Once the Nation’s Beer Capital : Big Apple Now Has 2 Breweries

Share
United Press International

New York City, once the beer capital of the nation with 121 breweries, again is percolating with the smell of hops and malt.

A small brewery and restaurant opened in Manhattan last year and a new, larger one, the Old New York Brewing Co. is putting finishing touches on its copper kettles to begin pumping lager early next year.

They are the first breweries to operate in the city since 1976, when the last of the big beer makers moved out.

Advertisement

The Old New York Brewing Co. is the brainchild of Matthew Reich, a native of the Bronx who had been a wine and food buff until he made a batch of beer at home five years ago and got hooked on it.

“I made a batch of home brew, I smelled it and I said I want to make that smell commercially,” Reich said. “It became my dream to build a brewery in New York.”

Reich started making his lager, which he dubbed New Amsterdam after New York’s original name, at an existing brewery in Utica, N.Y. He produced 10,000 barrels of it this year and has among his customers more than 500 restaurants in New York City.

But his dream was to build his own brewery in New York City. “We wanted to bring brewing back to what was once the capital of brewing in the United States,” he said.

Reich scouted locations in Manhattan, Brooklyn and the Bronx until he settled on the bottom three floors of an old warehouse on Manhattan’s West Side, in the heart of the old home of dozens of pre-Prohibition breweries.

“It took five years to find. Honestly,” Reich said. “We had to find a building that had the right zoning, that had concrete floors and where we could get trucks in and out.
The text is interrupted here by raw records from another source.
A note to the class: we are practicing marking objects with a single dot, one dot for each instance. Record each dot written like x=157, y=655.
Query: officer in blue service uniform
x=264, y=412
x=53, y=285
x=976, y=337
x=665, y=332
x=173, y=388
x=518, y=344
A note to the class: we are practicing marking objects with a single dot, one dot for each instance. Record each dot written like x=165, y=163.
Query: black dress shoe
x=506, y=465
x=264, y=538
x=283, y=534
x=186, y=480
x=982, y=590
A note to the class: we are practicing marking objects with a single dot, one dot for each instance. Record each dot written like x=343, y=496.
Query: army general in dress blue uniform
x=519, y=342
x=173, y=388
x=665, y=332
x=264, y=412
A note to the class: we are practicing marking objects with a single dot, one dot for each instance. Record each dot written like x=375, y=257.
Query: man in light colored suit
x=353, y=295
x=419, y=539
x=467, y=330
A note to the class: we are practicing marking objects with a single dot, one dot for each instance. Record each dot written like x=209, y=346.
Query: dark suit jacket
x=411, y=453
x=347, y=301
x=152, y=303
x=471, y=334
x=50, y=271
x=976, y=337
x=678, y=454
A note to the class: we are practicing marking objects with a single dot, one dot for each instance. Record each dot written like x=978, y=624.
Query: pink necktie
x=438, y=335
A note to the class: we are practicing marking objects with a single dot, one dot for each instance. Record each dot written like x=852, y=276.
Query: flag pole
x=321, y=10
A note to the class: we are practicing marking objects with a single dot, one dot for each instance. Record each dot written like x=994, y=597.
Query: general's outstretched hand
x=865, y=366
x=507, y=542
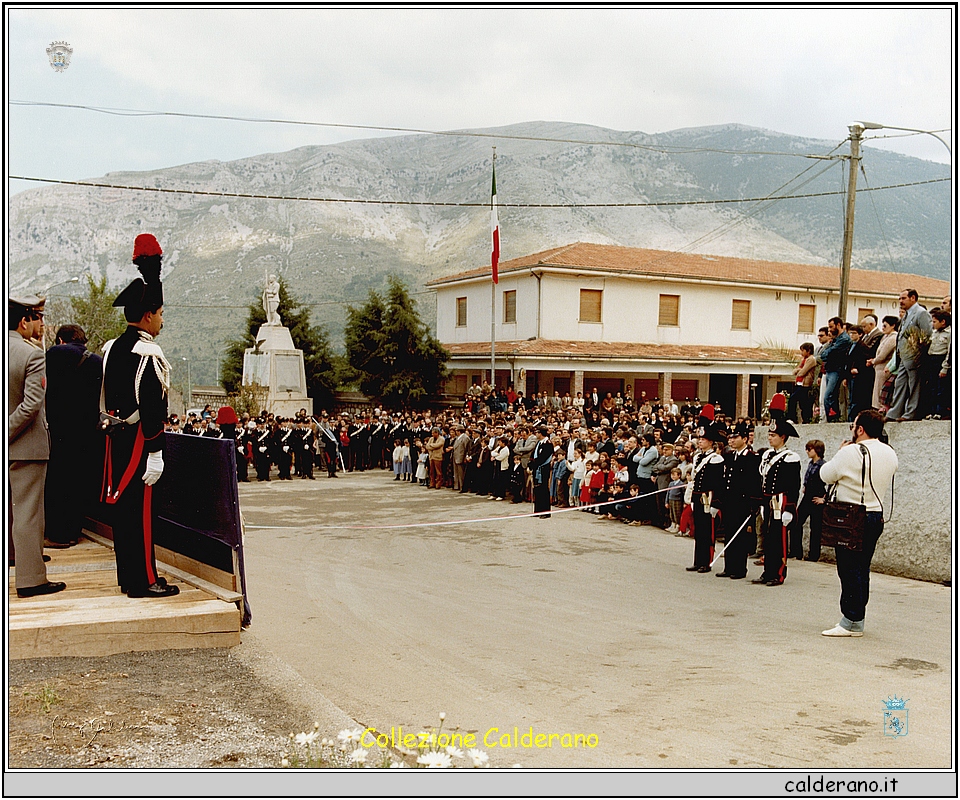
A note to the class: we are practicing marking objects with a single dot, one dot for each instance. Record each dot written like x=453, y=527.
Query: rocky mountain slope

It was a long search.”

Advertisement

The Manhattan location fits into New Amsterdam’s marketing as an “upscale” beer, as well as personally pleasing Reich, who simply wanted to work in the city.

Reich’s brewery is much larger than the Manhattan Brewing Company, which opened late last year in SoHo, producing about 2,500 barrels a year.

Reich plans to make 30,000 barrels and eventually expand to 50,000 barrels of beer annually.

Both the Manhattan Brewing Company and Reich’s brewery have restaurants on the premises. The latter, called the Tap Room, opened Oct. 23 and seats 150 people, who can see the huge all-copper brewing kettles as they drink and eat.

The 25-year-old kettles, which weigh more than 80,000 pounds when filled with beer, once were part of a brewery in southern Germany that was shut down last year.

Reich bought the kettles and had them dismantled and shipped to New York, where German engineers have been busy reassembling them.

Advertisement

“You can’t buy stuff like this new. It would be ridiculously expensive,” he said. “They’re really majestic, large copper kettles. They just don’t make ‘em like that anymore.”

Free tours of the plant already are available seven days a week at 1 p.m., 3 p.m. and 6 p.m.

The odor of malt and hops, which Reich described as “pleasant” and “like cooking oatmeal,” will be vented 115 feet above street level and should only be noticeable during brewing hours, which will initially be five to six hours a week and which will later expand to 10 hours to 12 hours a week, he said.

Reich does not foresee a return to the glory days of brewing in New York, when there were as many as 121 breweries before Prohibition.

Breweries were attracted in part to the city because of its unusually pure water supply.

“The big breweries aren’t going to come back because of the utilities, the expense of real estate here and because of the hassles of doing business in New York City, where the building codes are the most unusual in the country,” he said.